3. **MD009 - No trailing spaces**: Remove trailing whitespace from lines
4. **MD012 - No multiple consecutive blank lines**: Use only single blank lines between sections
5. **MD040 - Fenced code blocks should have a language specified**: Always add a language identifier to code blocks (e.g., `txt`, `bash`, `php`). For shortcode examples, use `txt`.
6. **MD032 - Lists should be surrounded by blank lines**: Add a blank line before AND after list blocks, including after bold labels like `**Attributes:**`.
7. **MD034 - Bare URLs**: Wrap URLs in angle brackets (e.g., `<https://example.com>`) or use markdown link syntax `[text](url)`.

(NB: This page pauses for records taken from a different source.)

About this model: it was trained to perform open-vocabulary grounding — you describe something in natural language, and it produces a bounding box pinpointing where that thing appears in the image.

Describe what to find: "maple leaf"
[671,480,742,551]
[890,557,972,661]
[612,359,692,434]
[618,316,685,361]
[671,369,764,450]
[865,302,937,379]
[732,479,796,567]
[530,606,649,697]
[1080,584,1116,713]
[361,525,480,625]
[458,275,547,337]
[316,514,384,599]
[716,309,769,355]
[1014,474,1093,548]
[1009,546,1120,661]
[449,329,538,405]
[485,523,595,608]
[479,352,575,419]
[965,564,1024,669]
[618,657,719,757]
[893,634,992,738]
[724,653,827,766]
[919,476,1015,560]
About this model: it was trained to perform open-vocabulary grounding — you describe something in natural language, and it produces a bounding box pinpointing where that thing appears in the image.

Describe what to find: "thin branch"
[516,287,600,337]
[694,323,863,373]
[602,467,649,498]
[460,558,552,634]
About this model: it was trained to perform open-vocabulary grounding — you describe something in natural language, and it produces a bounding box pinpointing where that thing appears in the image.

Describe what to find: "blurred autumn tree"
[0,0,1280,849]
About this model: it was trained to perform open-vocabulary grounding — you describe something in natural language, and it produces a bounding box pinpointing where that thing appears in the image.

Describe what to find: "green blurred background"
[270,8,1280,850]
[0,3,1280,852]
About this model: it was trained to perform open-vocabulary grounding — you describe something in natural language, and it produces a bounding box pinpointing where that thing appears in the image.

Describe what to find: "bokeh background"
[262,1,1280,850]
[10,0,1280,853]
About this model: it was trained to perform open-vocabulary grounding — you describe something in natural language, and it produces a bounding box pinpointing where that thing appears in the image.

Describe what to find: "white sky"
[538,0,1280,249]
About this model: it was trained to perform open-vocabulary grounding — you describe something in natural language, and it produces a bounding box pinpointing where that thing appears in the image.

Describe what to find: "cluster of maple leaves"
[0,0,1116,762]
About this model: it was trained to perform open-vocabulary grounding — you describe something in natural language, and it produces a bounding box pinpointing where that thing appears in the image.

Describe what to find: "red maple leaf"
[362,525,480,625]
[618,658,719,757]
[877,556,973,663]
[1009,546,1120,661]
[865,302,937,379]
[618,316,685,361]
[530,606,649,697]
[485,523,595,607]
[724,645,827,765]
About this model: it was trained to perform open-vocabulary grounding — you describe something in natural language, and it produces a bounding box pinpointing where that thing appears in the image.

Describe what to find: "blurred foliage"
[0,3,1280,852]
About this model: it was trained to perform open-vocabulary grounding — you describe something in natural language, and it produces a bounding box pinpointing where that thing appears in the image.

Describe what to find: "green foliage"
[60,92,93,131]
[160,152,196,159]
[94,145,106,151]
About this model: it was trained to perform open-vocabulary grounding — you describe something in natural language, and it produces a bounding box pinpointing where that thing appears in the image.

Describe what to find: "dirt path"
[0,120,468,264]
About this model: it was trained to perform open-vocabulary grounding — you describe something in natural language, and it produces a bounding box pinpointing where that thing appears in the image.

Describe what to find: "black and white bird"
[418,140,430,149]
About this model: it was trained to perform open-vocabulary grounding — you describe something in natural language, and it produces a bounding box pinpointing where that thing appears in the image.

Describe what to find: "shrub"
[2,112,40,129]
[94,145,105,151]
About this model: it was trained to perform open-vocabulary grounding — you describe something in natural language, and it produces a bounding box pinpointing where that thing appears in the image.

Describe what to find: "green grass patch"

8. **Author section formatting**: Use a heading (`### Name`) instead of bold (`**Name**`) for the author name to maintain consistent document structure.
## Project Architecture
### Directory Structure
```txt
wp-prometheus/
├── .gitea/workflows/
│ └── release.yml # CI/CD pipeline
├── assets/
│ ├── css/ # Admin/Frontend styles
│ └── js/
│ └── admin.js # Admin JavaScript
├── languages/ # Translation files
├── lib/
│ └── wc-licensed-product-client/ # Git submodule
├── releases/ # Release packages
├── src/
│ ├── Admin/
│ │ └── Settings.php # Settings page
│ ├── Endpoint/
│ │ └── MetricsEndpoint.php # /metrics endpoint
│ ├── License/
│ │ └── Manager.php # License management
│ ├── Metrics/
│ │ └── Collector.php # Prometheus metrics collector
│ ├── Installer.php # Activation/Deactivation
│ ├── Plugin.php # Main plugin class
│ └── index.php
├── CHANGELOG.md
├── CLAUDE.md
├── composer.json
├── index.php
├── PLAN.md
├── README.md
├── uninstall.php
└── wp-prometheus.php # Plugin bootstrap
```
### Implementation Details
#### License Manager (`src/License/Manager.php`)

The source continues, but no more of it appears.